Enhanced phishing detection using multimodal data
Lázaro Bustio-Martínez (Universidad Iberoamericana)
Vitali Herrera-Semenets (Advanced Technologies Application Center)
Jorge Ángel González-Ordiano (Universidad Iberoamericana Ciudad de México)
Yamel Pérez-Guadarramas (Universidad Iberoamericana Ciudad de México)
Luis Zúñiga-Morales (Universidad Iberoamericana Ciudad de México)
Daniela Montoya-Godínez (Universidad Iberoamericana Ciudad de México)
Miguel Ángel Álvarez-Carmona (Centro de Investigacion en Matematicas, CIMAT)
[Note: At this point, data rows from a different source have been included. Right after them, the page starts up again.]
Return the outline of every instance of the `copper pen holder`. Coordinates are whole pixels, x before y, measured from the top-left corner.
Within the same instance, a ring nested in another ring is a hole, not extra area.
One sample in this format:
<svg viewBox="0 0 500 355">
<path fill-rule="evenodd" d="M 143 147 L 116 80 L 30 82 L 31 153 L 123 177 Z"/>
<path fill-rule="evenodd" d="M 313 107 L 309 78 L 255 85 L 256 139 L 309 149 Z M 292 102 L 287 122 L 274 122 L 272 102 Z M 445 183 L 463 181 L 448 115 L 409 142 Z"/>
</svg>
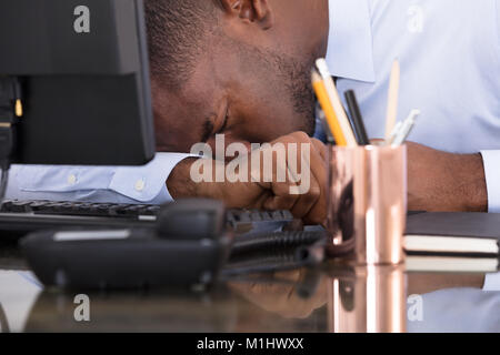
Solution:
<svg viewBox="0 0 500 355">
<path fill-rule="evenodd" d="M 359 265 L 404 261 L 407 148 L 329 148 L 328 247 Z"/>
<path fill-rule="evenodd" d="M 328 285 L 332 333 L 404 333 L 407 294 L 403 265 L 354 266 Z"/>
</svg>

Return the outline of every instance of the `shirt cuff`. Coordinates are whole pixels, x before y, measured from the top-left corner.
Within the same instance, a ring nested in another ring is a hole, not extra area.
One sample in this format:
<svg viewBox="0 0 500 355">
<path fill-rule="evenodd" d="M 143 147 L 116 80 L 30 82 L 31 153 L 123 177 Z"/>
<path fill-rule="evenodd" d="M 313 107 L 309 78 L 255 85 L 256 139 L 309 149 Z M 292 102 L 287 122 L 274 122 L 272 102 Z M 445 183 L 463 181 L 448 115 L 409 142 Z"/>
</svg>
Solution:
<svg viewBox="0 0 500 355">
<path fill-rule="evenodd" d="M 500 151 L 482 151 L 488 187 L 488 211 L 500 213 Z"/>
<path fill-rule="evenodd" d="M 167 180 L 176 165 L 187 158 L 199 155 L 157 153 L 144 166 L 118 168 L 109 189 L 143 203 L 154 201 L 156 204 L 163 204 L 173 201 L 167 189 Z"/>
<path fill-rule="evenodd" d="M 482 291 L 500 291 L 500 273 L 487 274 Z"/>
</svg>

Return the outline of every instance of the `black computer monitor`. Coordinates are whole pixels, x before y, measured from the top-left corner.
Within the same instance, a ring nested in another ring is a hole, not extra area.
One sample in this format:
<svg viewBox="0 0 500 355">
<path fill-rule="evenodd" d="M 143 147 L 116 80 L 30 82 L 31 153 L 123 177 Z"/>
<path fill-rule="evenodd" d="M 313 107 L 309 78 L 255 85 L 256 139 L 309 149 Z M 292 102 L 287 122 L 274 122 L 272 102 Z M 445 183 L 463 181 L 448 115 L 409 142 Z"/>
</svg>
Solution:
<svg viewBox="0 0 500 355">
<path fill-rule="evenodd" d="M 23 109 L 13 162 L 151 160 L 146 38 L 142 0 L 0 0 L 0 115 L 11 85 Z"/>
</svg>

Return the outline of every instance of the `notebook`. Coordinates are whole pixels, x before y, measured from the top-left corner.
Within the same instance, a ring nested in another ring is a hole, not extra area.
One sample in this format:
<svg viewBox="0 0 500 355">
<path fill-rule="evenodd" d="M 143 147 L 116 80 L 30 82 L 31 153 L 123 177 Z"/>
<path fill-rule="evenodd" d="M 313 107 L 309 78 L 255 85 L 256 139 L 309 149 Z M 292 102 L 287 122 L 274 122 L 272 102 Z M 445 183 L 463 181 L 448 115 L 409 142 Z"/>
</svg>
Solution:
<svg viewBox="0 0 500 355">
<path fill-rule="evenodd" d="M 419 213 L 408 216 L 404 248 L 410 255 L 500 256 L 500 214 Z"/>
</svg>

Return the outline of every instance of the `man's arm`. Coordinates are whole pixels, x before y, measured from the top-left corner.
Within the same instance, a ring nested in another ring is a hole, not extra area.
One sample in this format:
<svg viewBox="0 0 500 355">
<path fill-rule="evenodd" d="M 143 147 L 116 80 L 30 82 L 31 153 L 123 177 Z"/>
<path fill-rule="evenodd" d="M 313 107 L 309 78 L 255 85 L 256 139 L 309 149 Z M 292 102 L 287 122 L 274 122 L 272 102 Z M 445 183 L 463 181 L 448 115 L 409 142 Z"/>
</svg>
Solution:
<svg viewBox="0 0 500 355">
<path fill-rule="evenodd" d="M 409 209 L 413 211 L 488 211 L 487 180 L 479 153 L 452 154 L 408 143 L 408 191 Z"/>
<path fill-rule="evenodd" d="M 481 155 L 488 187 L 488 210 L 500 213 L 500 151 L 482 151 Z"/>
<path fill-rule="evenodd" d="M 184 160 L 176 166 L 170 174 L 167 186 L 173 199 L 181 197 L 209 197 L 221 200 L 230 209 L 259 209 L 259 210 L 289 210 L 297 217 L 303 220 L 310 224 L 321 224 L 327 216 L 327 199 L 326 199 L 326 185 L 327 185 L 327 162 L 326 162 L 326 148 L 324 145 L 309 138 L 306 133 L 297 132 L 278 139 L 271 142 L 271 145 L 282 144 L 287 150 L 293 144 L 298 146 L 309 146 L 310 155 L 306 159 L 306 163 L 309 166 L 301 166 L 298 162 L 289 161 L 292 154 L 286 154 L 286 161 L 274 159 L 270 169 L 272 179 L 268 182 L 263 179 L 262 174 L 264 169 L 262 166 L 249 166 L 249 176 L 247 181 L 230 182 L 227 179 L 223 182 L 194 182 L 191 179 L 191 168 L 193 164 L 199 163 L 198 160 Z M 246 164 L 253 161 L 254 155 L 261 155 L 258 161 L 261 164 L 266 163 L 264 155 L 269 153 L 268 149 L 254 150 L 246 156 L 239 156 L 237 160 L 243 160 Z M 284 155 L 283 155 L 284 156 Z M 277 158 L 274 155 L 274 158 Z M 301 153 L 296 153 L 297 159 L 301 159 Z M 222 164 L 226 169 L 224 162 L 216 162 L 213 160 L 206 160 L 203 166 L 210 166 L 212 173 L 217 171 L 216 165 Z M 231 162 L 232 163 L 232 162 Z M 267 162 L 269 163 L 269 162 Z M 247 165 L 248 166 L 248 165 Z M 291 168 L 296 166 L 296 169 Z M 294 187 L 298 187 L 303 183 L 303 176 L 301 182 L 290 179 L 290 174 L 287 174 L 284 182 L 277 179 L 278 171 L 290 173 L 297 170 L 297 166 L 309 170 L 308 184 L 306 191 L 300 194 L 292 194 Z M 268 166 L 269 168 L 269 166 Z M 197 170 L 199 168 L 194 168 Z M 212 179 L 216 181 L 216 179 Z"/>
</svg>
Jan van den Berg (TU Delft - Cyber Security)
More Info
expand_more
Other than for strictly personal use, it is not permitted to download, forward or distribute the text or part of it, without the consent of the author(s) and/or copyright holder(s), unless the work is under an open content license such as Creative Commons.
Abstract
Phishing remains one of the most persistent cybersecurity threats, increasingly exploiting not only technical vulnerabilities but also human cognitive biases. Existing detection systems often rely on single-modality features and black-box models, which restrict both generalization and interpretability. This study presents an explainable multimodal framework that combines textual and technical cues, including message content, URL structure, and Principles of Persuasion, to capture both objective and subjective aspects of phishing. Several classifiers were evaluated using 10-fold stratified cross-validation, with Random Forest achieving the best balance between performance and transparency (ROC-AUC = 0.9840), supported by SHAP explanations that identify the most influential linguistic and structural features. Comparative analysis shows that the proposed framework outperforms unimodal baselines while preserving interpretability, enabling a clear rationale for classification outcomes. These results indicate that integrating multimodal representation with explainable learning strengthens phishing detection accuracy, improves user trust, and supports reliable deployment in real-world environments.